Unlocking Video-LLM via Agent-of-Thoughts Distillation
摘要
评审与讨论
AoTD introduced a method for converting VQA datasets into CoT-video datasets. This is done by utilizing different pre-trained VLMs (e.g., OWLv2, UniVTG, LLaVA-NeXT-Video-DPO) as ‘agents’ with frontier LLMs (e.g., chatGPT) to further supervise generation.
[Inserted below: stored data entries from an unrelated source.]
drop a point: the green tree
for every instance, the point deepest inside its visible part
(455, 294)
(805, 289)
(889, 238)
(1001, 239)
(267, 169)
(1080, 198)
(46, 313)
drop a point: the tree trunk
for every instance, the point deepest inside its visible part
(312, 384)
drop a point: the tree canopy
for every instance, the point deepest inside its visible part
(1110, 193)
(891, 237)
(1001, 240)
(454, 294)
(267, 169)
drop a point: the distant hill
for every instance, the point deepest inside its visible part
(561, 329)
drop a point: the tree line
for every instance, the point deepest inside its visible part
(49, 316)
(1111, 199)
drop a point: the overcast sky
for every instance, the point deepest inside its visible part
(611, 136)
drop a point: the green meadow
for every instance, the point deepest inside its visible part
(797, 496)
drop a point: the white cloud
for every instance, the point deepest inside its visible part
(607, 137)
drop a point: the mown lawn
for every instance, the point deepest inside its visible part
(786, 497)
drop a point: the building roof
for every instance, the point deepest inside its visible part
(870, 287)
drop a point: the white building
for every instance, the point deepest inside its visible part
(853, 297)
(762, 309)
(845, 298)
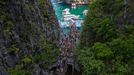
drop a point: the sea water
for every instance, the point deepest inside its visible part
(59, 7)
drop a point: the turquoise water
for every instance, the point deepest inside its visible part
(60, 7)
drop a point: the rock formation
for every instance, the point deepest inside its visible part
(29, 36)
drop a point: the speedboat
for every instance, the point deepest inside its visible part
(60, 1)
(67, 15)
(85, 12)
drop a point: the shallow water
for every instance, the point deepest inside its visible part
(60, 7)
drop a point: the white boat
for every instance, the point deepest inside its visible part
(67, 15)
(85, 12)
(60, 1)
(73, 6)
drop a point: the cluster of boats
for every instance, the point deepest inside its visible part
(67, 17)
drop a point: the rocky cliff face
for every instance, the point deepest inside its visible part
(29, 36)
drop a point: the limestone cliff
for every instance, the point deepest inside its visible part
(29, 36)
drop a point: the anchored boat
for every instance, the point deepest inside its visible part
(67, 15)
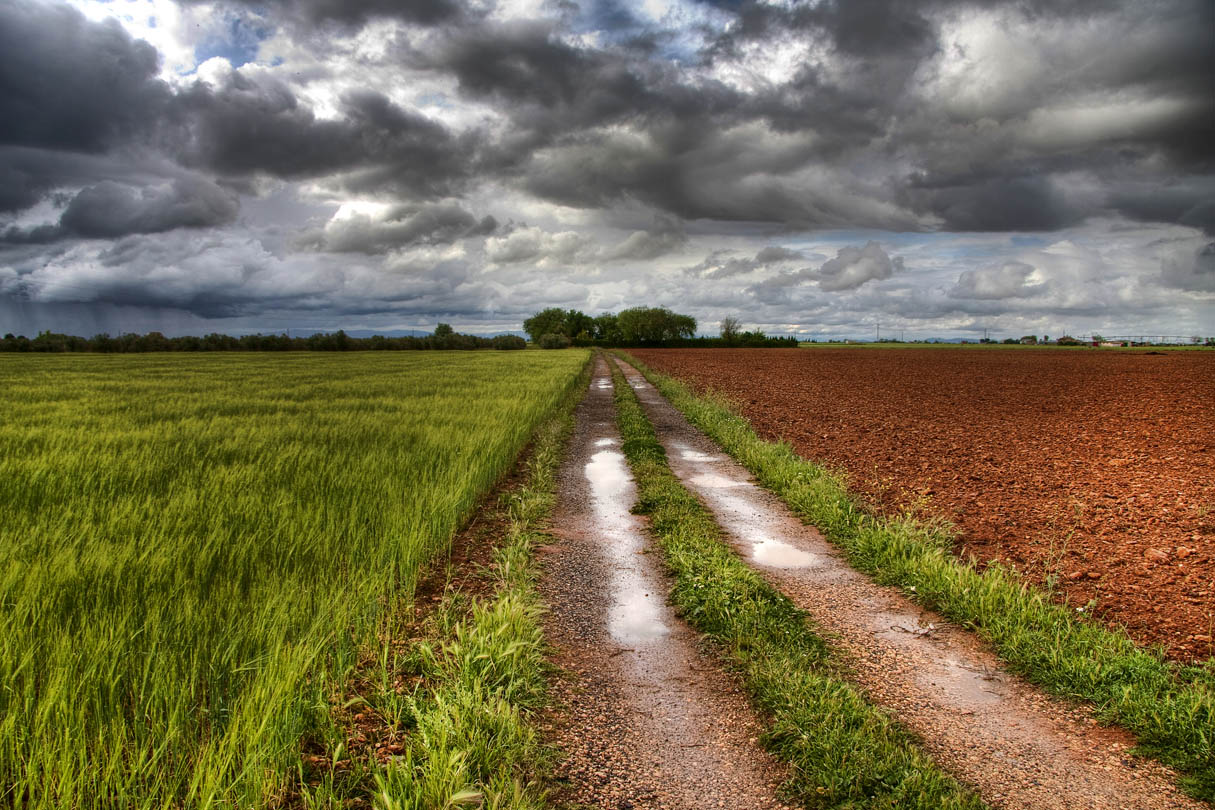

They then showed that adding this ~158K dataset improved performance by ~1.5%.
优点
- Training on the dataset did improve performance
- Nice integration of auxiliary models for data generation.
- I liked that open-source models were utilized rather than more expensive, proprietary
缺点
- Methodology very similar to “Visual Program Distillation: Distilling Tools and Programmatic Reasoning into Vision-Language Models”.
- Relatively small performance gain.
- Fails to compare/cite prior work, specifically (with reducing order of importance):
- Visual Program Distillation - similar approach, using LLMs to generate programs and using agents to generate final answer
- Video-STaR - also generates CoT video-sft data.
- Visual CoT - CoT in images
- Cantor : Inspiring Multimodal Chain-of-Thought of MLLM
- Multimodal chain-of-thought reasoning in language models
- Compositional chain-of-thought prompting for large multimodal models
问题
- Are any model’s trained during the data generation?
- Did you include any additional data during instruction tuning?
伦理问题详情
Upon further review, this paper is too similar to Visual Program Distillation (CVPR oral, 2024). I am especially suspicious of Fig. 2, which is very similar to VPD's figure 2. The method also appears almost identical, where:
- An LLM is prompted to generate a 'program'
- 'Agents' are called in a function-like format
- An LLM is then used to re-progress the outputs into a final CoT response. -> only applied to video.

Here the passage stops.